Sakarya’ları önleyecek faşizme karşı mücadeledir

Bu tokat ezen sömürgeci ulusun, faşist iktidarın Kürde, emekçilere tüm muhalifleredir. Sömürgeci faşist rejimin kendi varlığını sürdürmek için körüklediği ve karakterinin en belirgin özeliğidir ırkçılık. Yoksa sorun hasta kafaların veya ırkçılığı kendine misyon edinmişlerin kendisi değil, onu yaratan besleyen sistemdir.

Bu faşist ırkçı saldırılar ne ilk nede son olacaktır. Bugüne kadar onlarcası, yüzlercesi daha insanlık dışı şekillerde yaşandı ve buna karşı tepkiler ne hikmetse 2 günde söndü. Bir, iki, bağırdım, sustum, bitti… Bağırdında nereye bağırdın, kim duydu seni? Bu neyi değiştirdi?

Sakarya saldırısı ne ilk ne son. Son olması bize bağlı, devamı da bizim suçumuz olacak. Boş boş kendi kendine sosyal medyada bağırmalar ne işe yarıyor? “Bende Kürdüm” ee sonra?? Onlarda biliyor bunu. Ya sonra? Boş bir istikrardan öteye gitmiyor bunlar. Bende Kürdüm heyyy aç sosyal medyanı kocaman yaz. İstersen küfret iyi gelir belki… Hatta aç pencereni bağır bağırabildiğin kadar. Ama bak önce etrafta kimse yoksa bağır. Şimdi rahatladın mı? Ne oldu? Kime neyi anlatıyorsun?

Yanlışın öğretildiği bir çocuğu dövmek kadar yanlış. Yanlışa bir başka yanlışla cevap ve-re-me-mek kadar yanlış. İstikrar yanlış-ta devam ettiği sürece bu zerre kazanım olmaz, aksine ciddiyetsizleşir, basitleşir ve çürür…  Sonra bakarsın kaç kişi kalmış, ee hani bağırmıştın o kadar ne oldu? Tepki gösterilen nokta bile yanlış. İnsanlar doğarken faşist doğmuyor. Böyle yetiştirilmiştir. Ve bunda ısrar ediyor. Aynı Sakarya saldırısından daha birkaç gün önce yine Sakarya’da 12 yaşındaki bir çocuğa cinsel saldırıda bulunan Fatih Nurullah adındaki sapık Uşşakki tarikatının liderine sessiz kalmanın öğretildiği gibi… Sen doğruyu anlatabildiğin noktada vazgeçer bundan.

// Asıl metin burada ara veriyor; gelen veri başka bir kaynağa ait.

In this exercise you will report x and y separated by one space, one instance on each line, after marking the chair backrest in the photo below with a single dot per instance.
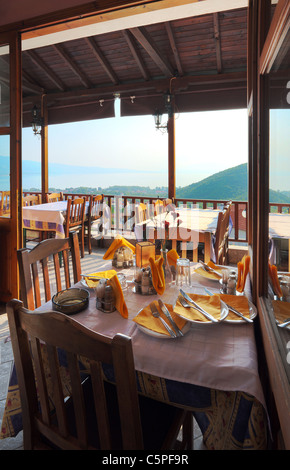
54 197
95 207
75 214
51 266
50 333
31 200
222 235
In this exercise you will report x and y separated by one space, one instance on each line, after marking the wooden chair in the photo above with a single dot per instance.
31 200
75 220
5 203
222 236
94 214
94 414
40 272
54 197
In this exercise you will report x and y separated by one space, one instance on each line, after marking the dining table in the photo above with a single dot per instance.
184 224
48 217
211 370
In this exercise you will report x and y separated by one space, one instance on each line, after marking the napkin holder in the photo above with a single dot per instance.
144 251
105 300
123 258
143 282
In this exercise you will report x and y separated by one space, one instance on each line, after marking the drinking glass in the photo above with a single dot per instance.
183 277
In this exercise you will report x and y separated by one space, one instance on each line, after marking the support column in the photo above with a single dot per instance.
171 156
44 148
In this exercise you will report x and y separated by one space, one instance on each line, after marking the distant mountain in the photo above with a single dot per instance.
228 184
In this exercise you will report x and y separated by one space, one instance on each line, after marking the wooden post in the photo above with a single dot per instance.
171 156
44 148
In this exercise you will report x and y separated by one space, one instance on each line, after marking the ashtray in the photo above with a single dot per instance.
70 301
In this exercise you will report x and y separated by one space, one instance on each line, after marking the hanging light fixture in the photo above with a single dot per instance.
37 121
168 109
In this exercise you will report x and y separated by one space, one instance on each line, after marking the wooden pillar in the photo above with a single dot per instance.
44 148
171 156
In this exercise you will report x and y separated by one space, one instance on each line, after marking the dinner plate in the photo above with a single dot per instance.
253 314
224 314
206 275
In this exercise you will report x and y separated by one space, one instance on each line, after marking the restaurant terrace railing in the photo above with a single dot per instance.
118 205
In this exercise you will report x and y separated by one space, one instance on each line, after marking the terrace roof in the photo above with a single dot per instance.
201 60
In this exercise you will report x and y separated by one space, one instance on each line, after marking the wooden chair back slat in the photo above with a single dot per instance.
41 275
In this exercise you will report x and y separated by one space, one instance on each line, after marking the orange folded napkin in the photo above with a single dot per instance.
210 303
157 273
119 296
102 275
239 302
172 257
243 271
200 270
281 310
146 319
273 273
117 243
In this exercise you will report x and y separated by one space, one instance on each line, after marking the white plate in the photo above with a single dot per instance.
224 314
199 273
253 314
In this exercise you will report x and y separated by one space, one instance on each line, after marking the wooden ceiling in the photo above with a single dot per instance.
201 60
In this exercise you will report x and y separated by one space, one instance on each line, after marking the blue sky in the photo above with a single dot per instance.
206 142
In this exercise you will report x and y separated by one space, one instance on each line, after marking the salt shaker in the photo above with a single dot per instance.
231 285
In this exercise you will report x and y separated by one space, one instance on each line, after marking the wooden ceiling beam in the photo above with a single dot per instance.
147 43
50 73
217 42
136 54
72 65
174 47
102 59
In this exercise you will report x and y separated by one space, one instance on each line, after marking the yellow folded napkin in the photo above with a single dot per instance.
204 273
273 274
157 272
172 257
146 319
243 271
117 243
119 296
210 303
102 275
281 310
239 302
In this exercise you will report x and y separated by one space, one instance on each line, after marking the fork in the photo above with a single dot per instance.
156 314
199 309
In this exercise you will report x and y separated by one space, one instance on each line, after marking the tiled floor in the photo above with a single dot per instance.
89 264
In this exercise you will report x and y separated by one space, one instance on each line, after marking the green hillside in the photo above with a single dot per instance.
228 184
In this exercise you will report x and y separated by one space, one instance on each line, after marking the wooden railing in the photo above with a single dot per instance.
117 205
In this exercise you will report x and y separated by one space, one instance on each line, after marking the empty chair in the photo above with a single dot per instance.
31 200
40 271
31 235
93 414
75 220
5 203
94 215
54 197
222 236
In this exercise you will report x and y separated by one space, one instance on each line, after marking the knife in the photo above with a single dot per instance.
168 315
156 314
206 314
209 269
232 308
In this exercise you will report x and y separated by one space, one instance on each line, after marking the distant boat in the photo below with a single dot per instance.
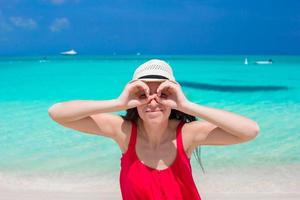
264 62
69 53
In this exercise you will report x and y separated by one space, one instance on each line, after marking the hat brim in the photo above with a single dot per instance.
152 80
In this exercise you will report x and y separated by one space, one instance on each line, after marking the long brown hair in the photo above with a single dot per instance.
132 115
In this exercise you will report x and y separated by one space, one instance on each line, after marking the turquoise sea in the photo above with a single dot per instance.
36 152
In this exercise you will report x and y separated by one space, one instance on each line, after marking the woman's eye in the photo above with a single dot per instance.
142 96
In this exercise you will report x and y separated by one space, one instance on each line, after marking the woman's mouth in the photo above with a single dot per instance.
153 110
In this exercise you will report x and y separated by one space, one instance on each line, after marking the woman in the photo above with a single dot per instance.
158 134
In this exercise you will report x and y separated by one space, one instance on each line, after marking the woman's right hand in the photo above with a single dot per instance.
134 94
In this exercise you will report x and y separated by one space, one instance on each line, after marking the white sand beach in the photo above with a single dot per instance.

Bu bana biraz liberal kesimin tarzını hatırlattı… Barış naraları atan kesim… Savaşarak ölenlere indirek-direk saygısızlık eden kesim… Yıllardır bu mücadele için varını yoğunu emeğini canını vermiş insanlara akıl hocalığı yapmaya yeltenen kesim… Onlar barış naraları attıkça hergün faşizmin daha ağır katliamlarını yaşıyoruz. Henüz Özyönetim direnişinin yaraları sarılmadı, henüz içimiz soğumadı… Liberaller ise barış naraları atmaya devam ediyor. Onlar kendini çok iyi biliyor…

Bize gittikçe daha çok zarardan başka bir şey vermeyen, aman kendi koltuğu, şanı, popülaritesi gitmesin elden… O küfretse bile pohpohlansın. Sonrada insanlar linç edilince “kınama” mesajları versinler. Ve bitti! Ve bu yine Kürtleri, Ermenileri, Arapları, Süryanileri, Alevileri, emekçileri, kadınları, çocukları, ezilen, ötekileştirilen tüm kesimleri zora sokmaktan başka bir işe yaramasın ama kendi isimleri gündemde olmuş olsun…

İşte bunlar nasıl faşist dediğimiz kesim yanlış yönlendiriliyorsa, bir faşist yaratılıyorsa, liberaller sayesinde de pasif bir toplum yaratılıyor. Bunu daha çokça uzatabiliriz. İnanıyorum ve biliyorum, halk istese dünyayı faşistlerin başına yıkar. Ama hangi faşistin? Faşist devletin! Salt sosyal medyaya sıkışıp kalmakla, sadece orda o gün saldıran faşisti sadece “sözlerle” dövmekle olmayacak bu. Sokak ayağını yeniden oluşturmaya cüret edilmeli. İçte biriken öfke artık eyleme dönüşmeli. Tek kurtuluşumuz budur. Yoksa hergün yeni yeni Sakaryalar yaşatılmaya devam edilecek.

Sömürgeci faşist devletin kendisi var oldukça, tüm bu saldırılarda var olacaktır. Hedefimize direkte bu sömürgeci faşist iktidardan hesap soran olmadıkça bu ırkçı faşist saldırılar da devam edecek.